I personally find the need to go back and forth quite a bit between different
tools when working even on a single dataset. Say, i'll do some work with text
part of the dataset in Python, then use Matlab for some basic quantitative
analysis, then use R for some advanced statistics if I have to, port those
results back to Matlab/Python for speed, then back to R to sweave, maybe some
spreadsheet stuff too, etc... So for me, for every project I need to have my
dataset in easily accessible format (csv/someSQL/etc) and I need scripts in
every language that I use, that would communicate with the data source and get
"up to speed" right away.

It's little tips like that I think people should be sharing more.

------
rz2k
It would be great to hear more about the communication section.

For instance is it better to offer an ambitious summary first, followed by a
deep exploration into the data and methods to understand how any conclusion
may have been determined?

I am loathe to put something out there might overstate a point that will be
run with without a sincere understanding, but I also fear that if the details
are provided first without a thorough explanation of the nuances, that there
is a danger they will be used carelessly.

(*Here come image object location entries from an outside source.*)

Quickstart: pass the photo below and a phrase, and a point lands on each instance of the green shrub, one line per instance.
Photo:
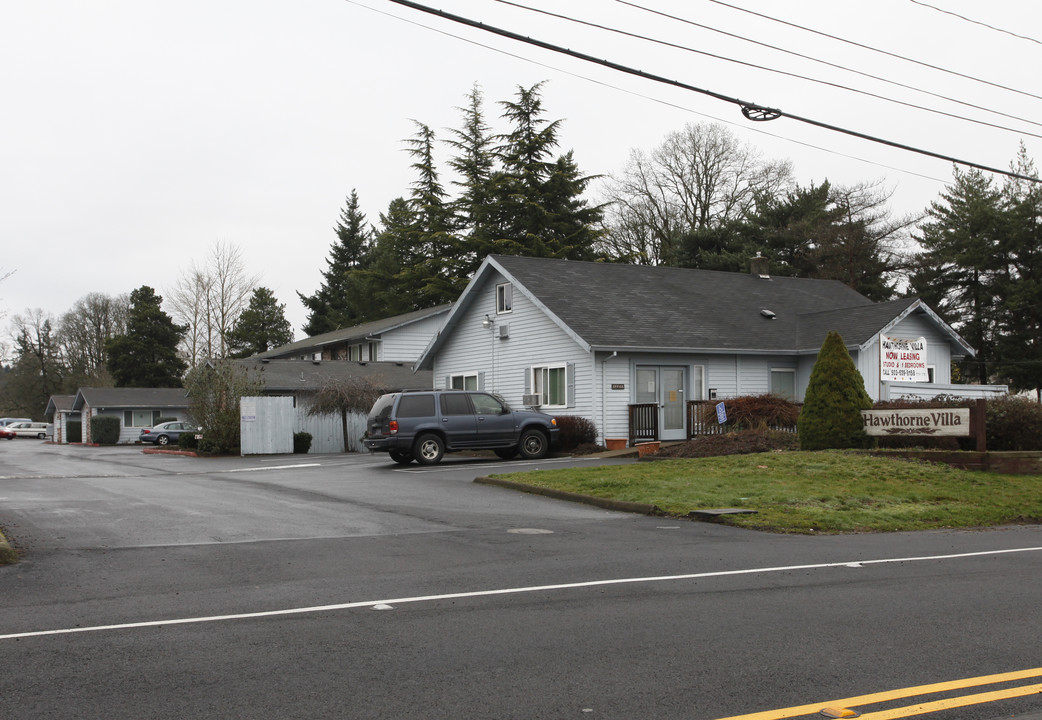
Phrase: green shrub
(188, 441)
(574, 430)
(835, 398)
(753, 413)
(105, 429)
(1014, 423)
(301, 443)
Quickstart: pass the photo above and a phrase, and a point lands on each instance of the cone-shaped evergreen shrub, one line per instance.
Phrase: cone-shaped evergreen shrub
(835, 397)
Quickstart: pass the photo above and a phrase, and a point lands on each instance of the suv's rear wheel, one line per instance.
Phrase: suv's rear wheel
(428, 449)
(401, 457)
(532, 445)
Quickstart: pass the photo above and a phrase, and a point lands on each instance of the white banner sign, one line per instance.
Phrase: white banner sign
(902, 361)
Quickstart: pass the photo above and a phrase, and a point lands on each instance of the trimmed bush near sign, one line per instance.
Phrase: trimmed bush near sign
(836, 396)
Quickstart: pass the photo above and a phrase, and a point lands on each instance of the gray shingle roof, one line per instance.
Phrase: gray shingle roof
(625, 306)
(370, 329)
(293, 376)
(151, 398)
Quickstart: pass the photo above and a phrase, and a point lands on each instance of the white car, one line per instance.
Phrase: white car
(29, 429)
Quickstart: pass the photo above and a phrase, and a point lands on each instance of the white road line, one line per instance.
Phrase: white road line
(273, 467)
(509, 591)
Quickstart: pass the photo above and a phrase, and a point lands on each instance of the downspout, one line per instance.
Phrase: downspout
(603, 396)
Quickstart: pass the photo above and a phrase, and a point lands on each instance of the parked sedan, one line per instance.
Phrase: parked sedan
(29, 429)
(166, 432)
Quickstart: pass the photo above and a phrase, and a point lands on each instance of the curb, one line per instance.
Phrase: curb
(157, 451)
(7, 554)
(619, 505)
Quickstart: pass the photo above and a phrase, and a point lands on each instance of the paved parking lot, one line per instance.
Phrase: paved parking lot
(347, 587)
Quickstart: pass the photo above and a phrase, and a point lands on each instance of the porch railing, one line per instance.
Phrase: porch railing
(643, 422)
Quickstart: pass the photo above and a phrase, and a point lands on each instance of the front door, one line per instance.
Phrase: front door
(665, 387)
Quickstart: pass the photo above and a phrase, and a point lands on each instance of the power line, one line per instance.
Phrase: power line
(660, 101)
(882, 52)
(975, 22)
(813, 59)
(749, 109)
(775, 70)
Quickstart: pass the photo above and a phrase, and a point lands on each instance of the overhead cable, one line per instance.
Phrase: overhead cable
(882, 52)
(758, 130)
(749, 109)
(975, 22)
(807, 57)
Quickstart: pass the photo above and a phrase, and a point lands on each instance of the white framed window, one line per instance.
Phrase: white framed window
(141, 418)
(784, 382)
(464, 381)
(504, 298)
(550, 382)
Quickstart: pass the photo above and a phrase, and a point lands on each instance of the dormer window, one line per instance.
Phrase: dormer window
(504, 298)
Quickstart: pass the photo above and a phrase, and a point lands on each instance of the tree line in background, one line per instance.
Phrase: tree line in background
(700, 199)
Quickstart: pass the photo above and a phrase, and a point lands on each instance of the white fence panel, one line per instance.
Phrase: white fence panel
(266, 425)
(327, 431)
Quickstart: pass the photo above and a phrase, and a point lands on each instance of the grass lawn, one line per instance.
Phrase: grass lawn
(813, 492)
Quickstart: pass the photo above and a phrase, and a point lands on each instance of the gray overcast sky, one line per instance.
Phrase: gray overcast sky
(134, 134)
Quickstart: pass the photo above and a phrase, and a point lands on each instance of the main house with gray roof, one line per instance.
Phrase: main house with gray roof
(597, 339)
(135, 407)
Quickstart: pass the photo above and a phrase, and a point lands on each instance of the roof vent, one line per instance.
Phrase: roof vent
(760, 266)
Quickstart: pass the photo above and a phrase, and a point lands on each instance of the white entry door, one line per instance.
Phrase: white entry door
(665, 387)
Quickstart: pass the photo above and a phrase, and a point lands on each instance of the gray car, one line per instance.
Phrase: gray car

I suppose my question is, have others have found it preferable to start with a
headline then support that headline with caveats, or to create a detective
story and walk people through arriving at a conclusion?

It's little like the conundrum of TED Talks (or a much of science news
reporting). A very highly produced talk will establish an argument for an
important adjustment of conventional wisdom in some field, only to create new
problems because to people outside of the field it sounds like the final word.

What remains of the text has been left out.